Cette saignée reflète à elle seule la menace sanitaire qui plane sur les services en question. Une gestion prévisionnelle des ressources actée et soutenue par les pouvoirs publics aurait pu atténuer l’impact socioéconomique de ces départs qui profitent désormais au secteur privé. Pour ces médecins de haut niveau, la retraite n’est point synonyme de désoeuvrement. Au contraire, des cliniques huppées et des hôpitaux privés se les disputent. Mêmes des pays relativement nantis se les arrachent à l’image du Maroc, de la Tunisie, de la Turquie, de la France et du Canada qui mettent sur la table des espèces sonnantes et trébuchantes difficiles à récuser.
A ce stade, l’élan politique manque de panache voire de vision même si des réformes sont par ailleurs sur la table du ministre de tutelle. Car en son axe 2, le PSE mise sur la valorisation des ressources humaines afin de rendre irréversible la perspective d’émergence du pays. Ce n’est un secret pour personne que les élites politiques et administratives ne se soignent pas dans les hôpitaux.
Au moindre mal ou malaise vite détectés, décision est prise : aller en France consulter des spécialistes. Il serait présomptueux de porter un jugement sur les raisons profondes qui poussent ceux qui ont les moyens ou en bénéficient à aller se soigner à Paris ou en Province. Nul doute cependant que ce choix a un coût qui obère les finances publiques. A combien s’élève la facture annuelle des évacuations sanitaires, des hospitalisations et de la prise en charge ? A l’échelle du continent les sommes sont pharaoniques. Les montants affectés à ces charges dépassent les aides publiques au développement alloués aux pays de l’Afrique subsahariens.

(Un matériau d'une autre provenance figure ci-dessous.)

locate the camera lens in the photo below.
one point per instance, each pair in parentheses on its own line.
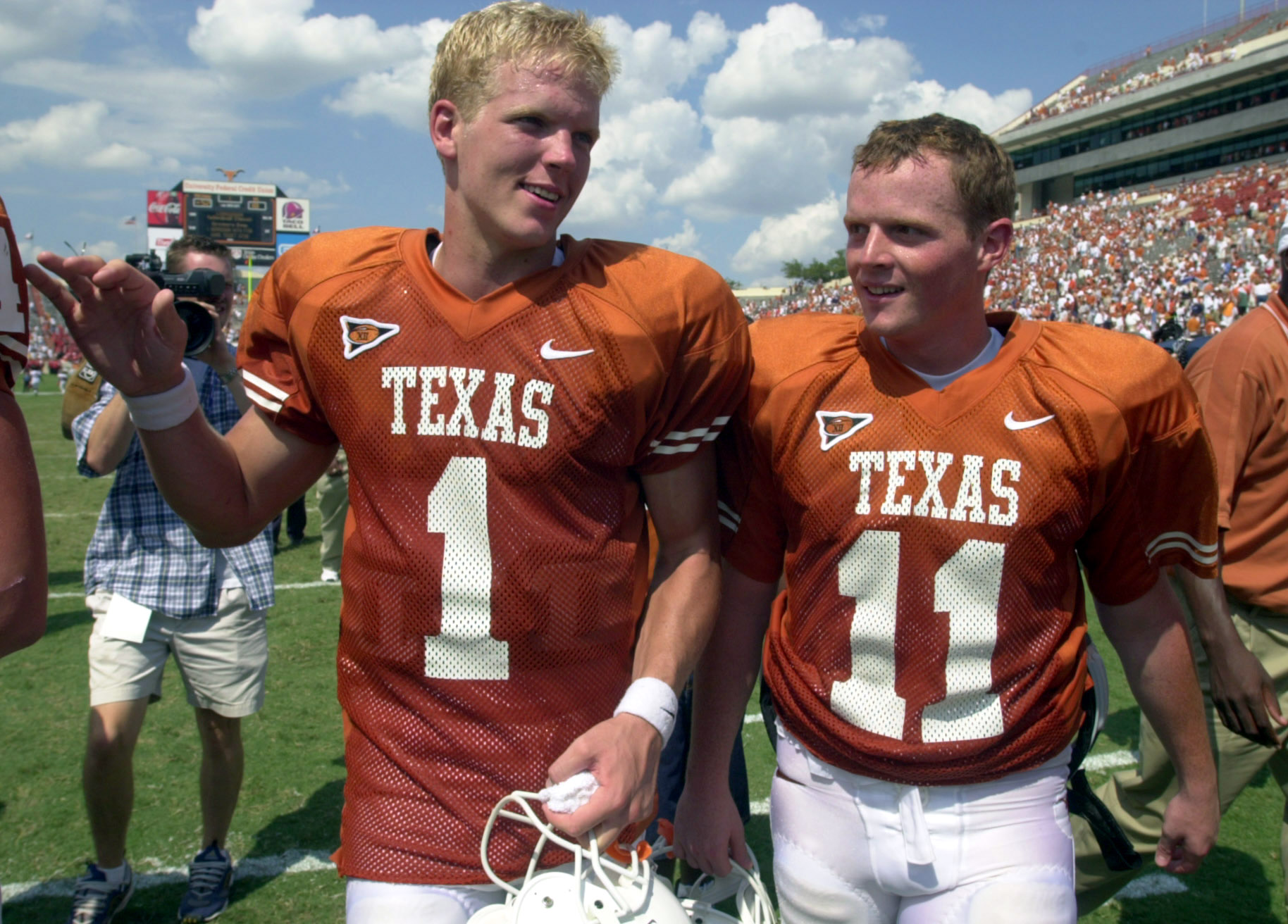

Le délabrement des hôpitaux contraste avec l’engouement pour les soins prodigués à l’extérieur et principalement dans la capitale française. La France mobilise les moyens pour lutter contre l’afflux de migrants sur son territoire. L’Hexagone s’apprête même à corriger sa politique afin de mieux corser l’entrée. En revanche les hôpitaux français regorgent de malades venus d’Afrique à grands frais pour y être traités. Pour retrouver le chemin des Sénégalais, le devoir d’exemplarité doit être invoqué. Nécessité faisant loi, une inflexion des orientations stratégiques se justifie pour étouffer la probable gronde des populations. Après tout, le droit à la santé est d’ordre universel, donc imprescriptible.